Ainsi, au stade 3 de l’épidémie, ne sont plus dépistées : les formes a ou pauci-symptomatiques de COVID-19, les personnes contacts (symptomatiques ou non) d’un cas confirmé ou symptomatique.

Par contre, les tests sont prioritaires en cas de : gravité des tableaux cliniques, symptômes de COVID-19 chez les professionnels de santé, symptômes de COVID-19 chez une femme enceinte aux 2ème et 3ème trimestres.
Les EMS (EHPAD, maisons de retraite, MAS, etc.) ne bénéficient que de deux tests de dépistage positifs par établissement.

De nouveaux tests sanguins cette fois, sont en cours de validation. Depuis le 31/03/2020, de nombreux laboratoires français s’équipent d’automates permettant la réalisation de tests sérologiques rapides (15 minutes). Ces sérologies vont permettre de mesurer le statut sérologique (c’est-à-dire la présence ou non d’anticorps anti SARS-CoV-2). Ce ne sont pas des test diagnostiques mais ils permettent de savoir si le patient ou le professionnel de santé a été en contact avec le virus.
Leur sensibilité et spécificité sont fluctuantes au grés des publications comme dans tout lancement commercial.
A leur côté, d’autres tests et techniques se développent également rapidement ces jours ci : autres techniques de sérologies, tests salivaires de dépistage de l’ARN viral, etc.
Les recommandations et différentes validations sont en cours. Nous devrions en savoir plus dans quelques jours.

Signalement

Depuis le passage au stade 3 de l’épidémie, un suivi de surveillance populationnelle est mis en place par Santé Publique France afin de suivre l’évolution de l’épidémie et d’en mesurer son impact en terme de formes graves et de décès uniquement.
Le suivi des patients vus en ville est assuré par le réseau Sentinelles (INSERM/Sorbonne Université) et SOS médecins ; les patients testés positifs par les laboratoires de ville ou hospitaliers sont signalés quotidiennement via un réseau informatique dédié ; les suspicions d’infection respiratoire aigüe en Ehpad et autres EMS sont signalées à l’ARS et Santé Publique France conjointement ; Les cas probables et confirmés hospitalisés sont signalés via un dispositif spécifique, tout comme les passages aux urgences et les cas graves de COVID-19 passant en réanimation.

Orientation et prise en charge

En cas de symptômes évocateurs du COVID-19 (fièvre, toux), les patients sont invités à ne pas aller aux urgences mais :
En l’absence de signes de gravité : à prendre un rendez-vous de télé-consultation avec leur médecin traitant. A défaut, un rendez-vous en présentiel ou auprès des permanences de soins possibles.
En cas de signes de gravité (difficultés respiratoires) : appel du SAMU-centre 15
Tout patient présentant des signes de gravité doit fait l’objet d’une hospitalisation en établissement hospitalier ou à domicile en HAD.

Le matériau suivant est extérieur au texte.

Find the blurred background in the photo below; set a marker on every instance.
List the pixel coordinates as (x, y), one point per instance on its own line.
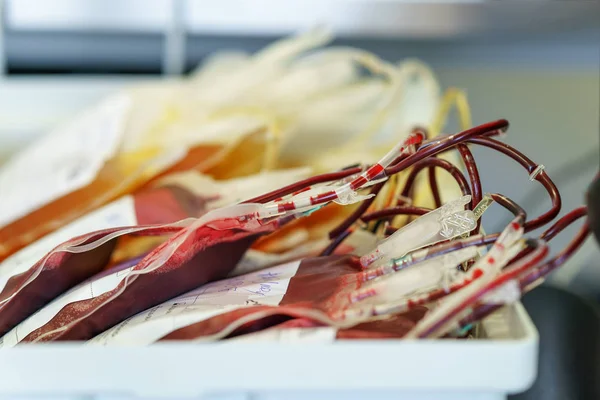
(535, 63)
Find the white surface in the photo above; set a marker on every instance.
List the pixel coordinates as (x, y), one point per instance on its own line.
(440, 369)
(118, 213)
(265, 287)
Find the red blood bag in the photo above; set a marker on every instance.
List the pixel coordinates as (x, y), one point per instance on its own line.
(193, 256)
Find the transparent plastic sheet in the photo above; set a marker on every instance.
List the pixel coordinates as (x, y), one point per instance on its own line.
(191, 257)
(191, 194)
(500, 288)
(232, 113)
(446, 222)
(27, 288)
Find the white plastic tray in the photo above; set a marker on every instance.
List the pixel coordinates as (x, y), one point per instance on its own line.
(503, 362)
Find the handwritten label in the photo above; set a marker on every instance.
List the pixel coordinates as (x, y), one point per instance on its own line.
(118, 213)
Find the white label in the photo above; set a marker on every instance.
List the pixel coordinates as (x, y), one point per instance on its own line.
(65, 160)
(325, 334)
(265, 287)
(118, 213)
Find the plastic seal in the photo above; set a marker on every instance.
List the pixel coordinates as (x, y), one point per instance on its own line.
(446, 222)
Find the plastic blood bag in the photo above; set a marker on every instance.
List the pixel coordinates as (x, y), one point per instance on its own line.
(446, 222)
(25, 287)
(427, 275)
(287, 291)
(193, 256)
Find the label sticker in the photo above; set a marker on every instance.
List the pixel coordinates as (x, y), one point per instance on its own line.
(66, 159)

5 En Pratique, l'Organisation sur le terrain

Depuis le 11/03/2020, tous les soins et professionnels de santé sont orientés dans la lutte contre le COVID-19. Certains hôpitaux prennent de plein fouet les premiers patients infectés. Services d’urgences et centres 15 sont rapidement saturés. Les médecins de ville organisés en structures groupées ou isolés sont impliqués pour pallier l’afflux de malades.
D’autres ont le temps de s’adapter aux plans mis en place par les autorités de santé et se préparent à l’arrivée de la déferlante de cas à venir dans un climat également de plus en plus anxiogène. Les hôpitaux se vident de leurs patients hospitalisés jusque là pour libérer les lits nécessaires ; la plupart des cabinets de médecine spécialisée ferment ; de nombreux soins, examens complémentaires et avis spécialisés sont annulés sans report précis ; les cabinets de médecine générale se vident peu à peu de leurs patients traditionnels qui restent confinés à domicile, etc.

Le virus s’étend rapidement, plus rapidement qu’on ne le pensait. Le nord et l’est de la France sont extrêmement touchés alors que d’autres régions restent en deça du seuil d’alerte.

Les établissements et professionnels de santé s’adaptent au jour le jour. Les directives s’élaborent en parallèle et sont diffusées très régulièrement par le HCSP ; elles ont parfois du retard avec la situation « sur le front ». Des écarts apparaissent entre recommandations officielles et moyens de mise en œuvre sur le terrain. Les avis se font et se refont, se contredisent et se redéfinissent en fonction de l’avancée des connaissances issues des publications scientifiques et du terrain.
Depuis le début, le virus semble garder son avance dans cette course à l’adaptation permanente.
Les hôpitaux, établissements médicaux-sociaux, tout comme les médecins de ville, chacun innove et s’organise de façon disparate.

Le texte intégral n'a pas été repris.